How do I get it so that a certain email address I have stays in my phone's memory and I don't have to type it in every time. One of them stays in but not another. And I have autofill selected.


----------



## britechguy (Dec 6, 2019)

A lot more detail is needed about exactly where and when you are entering each of the addresses, respectively.

Autofill is generally program specific, and there are some that intentionally don't support it (though those are few).


----------



## steve32mids (Jun 27, 2012)

are you using it to login ? Or send emails? 

using chrome to save emails to login,, sync with pc and phone login to the phone with the gmail account which you saved on pc the phone will have all emails synced to them when you login to chrome on the phone.

Or add the emails to contacts then copy and paste or save it in a memo or txt message copy and paste.


----------



## usingpc (Aug 29, 2015)

It's a website that I have to log into a lot.


----------



## Stancestans (Apr 26, 2009)

Using Safari or some other browser?


----------



## usingpc (Aug 29, 2015)

Yeah, Safari. I didn't know I had a choice with iphones.


----------



## Stancestans (Apr 26, 2009)

usingpc said:


> Yeah, Safari.

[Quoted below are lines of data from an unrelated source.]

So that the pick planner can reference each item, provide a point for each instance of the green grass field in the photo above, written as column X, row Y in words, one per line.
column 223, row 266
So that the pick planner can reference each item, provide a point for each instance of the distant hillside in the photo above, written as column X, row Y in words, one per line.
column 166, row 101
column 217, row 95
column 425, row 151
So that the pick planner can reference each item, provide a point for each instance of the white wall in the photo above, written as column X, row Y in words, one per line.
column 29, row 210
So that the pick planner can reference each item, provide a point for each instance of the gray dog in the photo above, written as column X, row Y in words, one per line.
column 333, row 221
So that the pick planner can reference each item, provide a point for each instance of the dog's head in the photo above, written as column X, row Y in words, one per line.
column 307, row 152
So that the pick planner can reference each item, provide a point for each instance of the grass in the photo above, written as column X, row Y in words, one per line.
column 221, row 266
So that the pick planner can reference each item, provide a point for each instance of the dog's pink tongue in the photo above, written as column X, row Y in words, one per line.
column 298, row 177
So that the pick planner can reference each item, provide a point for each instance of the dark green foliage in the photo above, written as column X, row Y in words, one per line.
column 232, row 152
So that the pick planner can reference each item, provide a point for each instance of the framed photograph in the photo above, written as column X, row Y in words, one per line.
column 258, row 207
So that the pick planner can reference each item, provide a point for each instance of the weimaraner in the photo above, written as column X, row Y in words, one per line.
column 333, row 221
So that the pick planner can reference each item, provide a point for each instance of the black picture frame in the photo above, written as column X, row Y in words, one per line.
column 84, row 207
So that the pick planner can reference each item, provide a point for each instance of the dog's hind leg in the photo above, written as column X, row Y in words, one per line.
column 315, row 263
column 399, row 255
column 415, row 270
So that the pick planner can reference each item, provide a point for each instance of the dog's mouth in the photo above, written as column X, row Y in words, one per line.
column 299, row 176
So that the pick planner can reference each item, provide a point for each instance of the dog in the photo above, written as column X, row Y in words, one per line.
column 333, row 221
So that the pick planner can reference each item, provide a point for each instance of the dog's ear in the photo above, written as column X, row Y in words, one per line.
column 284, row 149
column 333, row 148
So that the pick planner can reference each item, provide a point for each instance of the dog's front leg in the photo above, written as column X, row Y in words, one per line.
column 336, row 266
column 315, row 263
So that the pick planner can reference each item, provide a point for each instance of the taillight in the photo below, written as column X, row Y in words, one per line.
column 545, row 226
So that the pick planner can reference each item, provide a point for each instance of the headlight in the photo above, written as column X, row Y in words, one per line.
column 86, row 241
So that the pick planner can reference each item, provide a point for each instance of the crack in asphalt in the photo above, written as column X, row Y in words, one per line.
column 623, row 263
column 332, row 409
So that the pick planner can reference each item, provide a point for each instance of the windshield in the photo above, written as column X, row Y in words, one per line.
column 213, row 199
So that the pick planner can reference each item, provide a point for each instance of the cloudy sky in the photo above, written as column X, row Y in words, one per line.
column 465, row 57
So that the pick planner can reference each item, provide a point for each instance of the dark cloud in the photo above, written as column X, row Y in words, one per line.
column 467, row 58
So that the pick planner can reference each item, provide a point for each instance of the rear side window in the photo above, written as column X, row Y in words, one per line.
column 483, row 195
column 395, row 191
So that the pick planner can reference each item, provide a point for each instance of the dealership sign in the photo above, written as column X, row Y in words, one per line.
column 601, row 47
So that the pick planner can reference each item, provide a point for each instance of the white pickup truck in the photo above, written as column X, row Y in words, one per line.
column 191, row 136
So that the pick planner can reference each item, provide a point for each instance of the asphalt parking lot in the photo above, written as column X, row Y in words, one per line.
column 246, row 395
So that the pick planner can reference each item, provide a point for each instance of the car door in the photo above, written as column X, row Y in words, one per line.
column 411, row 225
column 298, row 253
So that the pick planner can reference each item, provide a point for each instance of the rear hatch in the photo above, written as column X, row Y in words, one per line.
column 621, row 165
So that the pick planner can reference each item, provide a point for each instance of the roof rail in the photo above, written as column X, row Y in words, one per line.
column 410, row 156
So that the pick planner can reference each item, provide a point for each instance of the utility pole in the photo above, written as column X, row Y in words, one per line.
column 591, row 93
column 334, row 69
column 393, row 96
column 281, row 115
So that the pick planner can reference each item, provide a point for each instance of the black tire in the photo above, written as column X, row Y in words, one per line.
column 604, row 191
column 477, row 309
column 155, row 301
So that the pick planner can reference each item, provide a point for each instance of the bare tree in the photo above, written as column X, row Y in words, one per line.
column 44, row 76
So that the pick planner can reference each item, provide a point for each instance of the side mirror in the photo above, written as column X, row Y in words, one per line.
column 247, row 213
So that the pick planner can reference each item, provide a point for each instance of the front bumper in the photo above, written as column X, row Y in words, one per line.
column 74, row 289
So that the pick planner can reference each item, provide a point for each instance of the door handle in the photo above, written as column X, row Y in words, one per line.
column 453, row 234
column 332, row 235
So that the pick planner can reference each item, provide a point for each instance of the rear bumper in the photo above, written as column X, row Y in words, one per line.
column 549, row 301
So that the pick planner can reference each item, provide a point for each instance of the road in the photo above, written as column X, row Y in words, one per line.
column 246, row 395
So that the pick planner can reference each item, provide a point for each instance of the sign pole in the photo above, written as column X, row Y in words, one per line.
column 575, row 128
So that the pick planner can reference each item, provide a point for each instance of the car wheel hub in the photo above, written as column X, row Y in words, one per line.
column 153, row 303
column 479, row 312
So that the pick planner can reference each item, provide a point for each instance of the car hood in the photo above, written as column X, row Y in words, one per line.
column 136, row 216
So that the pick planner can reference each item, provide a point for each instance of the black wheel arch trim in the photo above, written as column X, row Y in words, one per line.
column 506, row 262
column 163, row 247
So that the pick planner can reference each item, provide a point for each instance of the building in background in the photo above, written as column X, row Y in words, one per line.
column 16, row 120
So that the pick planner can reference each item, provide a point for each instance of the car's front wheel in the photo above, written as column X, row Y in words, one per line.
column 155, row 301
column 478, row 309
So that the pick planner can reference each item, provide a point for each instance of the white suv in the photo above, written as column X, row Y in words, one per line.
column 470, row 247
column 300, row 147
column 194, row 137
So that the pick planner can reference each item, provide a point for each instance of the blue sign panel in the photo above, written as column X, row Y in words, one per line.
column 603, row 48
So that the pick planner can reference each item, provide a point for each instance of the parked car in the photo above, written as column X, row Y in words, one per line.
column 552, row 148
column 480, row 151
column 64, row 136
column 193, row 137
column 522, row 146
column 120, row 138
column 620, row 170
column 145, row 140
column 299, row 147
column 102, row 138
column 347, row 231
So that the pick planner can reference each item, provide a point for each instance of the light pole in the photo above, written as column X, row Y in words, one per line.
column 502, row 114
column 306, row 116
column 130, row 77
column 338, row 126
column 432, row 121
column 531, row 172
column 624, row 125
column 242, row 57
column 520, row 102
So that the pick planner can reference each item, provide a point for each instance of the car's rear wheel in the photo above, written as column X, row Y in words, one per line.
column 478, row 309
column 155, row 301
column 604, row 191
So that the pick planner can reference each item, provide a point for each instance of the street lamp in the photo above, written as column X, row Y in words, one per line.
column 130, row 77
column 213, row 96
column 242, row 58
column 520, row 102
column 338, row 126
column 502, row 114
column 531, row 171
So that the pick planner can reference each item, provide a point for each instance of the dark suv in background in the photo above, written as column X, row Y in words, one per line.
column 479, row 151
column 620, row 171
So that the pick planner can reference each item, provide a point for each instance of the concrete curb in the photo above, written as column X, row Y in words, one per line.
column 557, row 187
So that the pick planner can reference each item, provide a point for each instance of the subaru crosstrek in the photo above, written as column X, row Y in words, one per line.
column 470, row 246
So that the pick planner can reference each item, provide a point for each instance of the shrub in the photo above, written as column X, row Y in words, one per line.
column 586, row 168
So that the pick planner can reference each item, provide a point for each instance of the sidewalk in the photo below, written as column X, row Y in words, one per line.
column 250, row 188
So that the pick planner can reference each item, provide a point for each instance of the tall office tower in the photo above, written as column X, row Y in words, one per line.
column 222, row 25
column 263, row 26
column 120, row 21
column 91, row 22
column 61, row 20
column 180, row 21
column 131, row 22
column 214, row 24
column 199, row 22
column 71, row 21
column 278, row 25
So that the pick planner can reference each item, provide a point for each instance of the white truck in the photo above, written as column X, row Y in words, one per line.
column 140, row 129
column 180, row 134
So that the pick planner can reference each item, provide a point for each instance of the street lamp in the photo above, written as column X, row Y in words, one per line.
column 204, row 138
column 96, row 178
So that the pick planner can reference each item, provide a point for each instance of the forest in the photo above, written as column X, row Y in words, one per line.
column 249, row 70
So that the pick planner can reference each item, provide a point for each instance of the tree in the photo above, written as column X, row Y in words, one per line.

I didn't know I had a choice with iphones.


Wow! :facepalm:. That's just sad :nonono: :frown:

You've got lots of options. Chrome, Firefox, Edge, Brave, Opera...


----------



## usingpc (Aug 29, 2015)

Stancestans said:


> Wow! :facepalm:. That's just sad :nonono: :frown:
> 
> You've got lots of options. Chrome, Firefox, Edge, Brave, Opera...


I've never seen them on the iphone. So you're supposed to download them and ignore safari?


----------



## britechguy (Dec 6, 2019)

usingpc said:


> I've never seen them on the iphone. So you're supposed to download them and ignore safari?


Yup, just as I do with the built-in browser on my Android-powered phone.

I've been using the Brave and Adblock Plus browsers for ages now. And I use Brave on the PC as well.


----------



## Stancestans (Apr 26, 2009)

usingpc said:


> I've never seen them on the iphone. So you're supposed to download them and ignore safari?


I wouldn't say "supposed to" because it all comes down to what you prefer or what works for you. Like I said, you've got options, or in other words, you DON'T HAVE TO use Safari. There's a native app for accessing the Apple app store, use it to find and install additional apps.


----------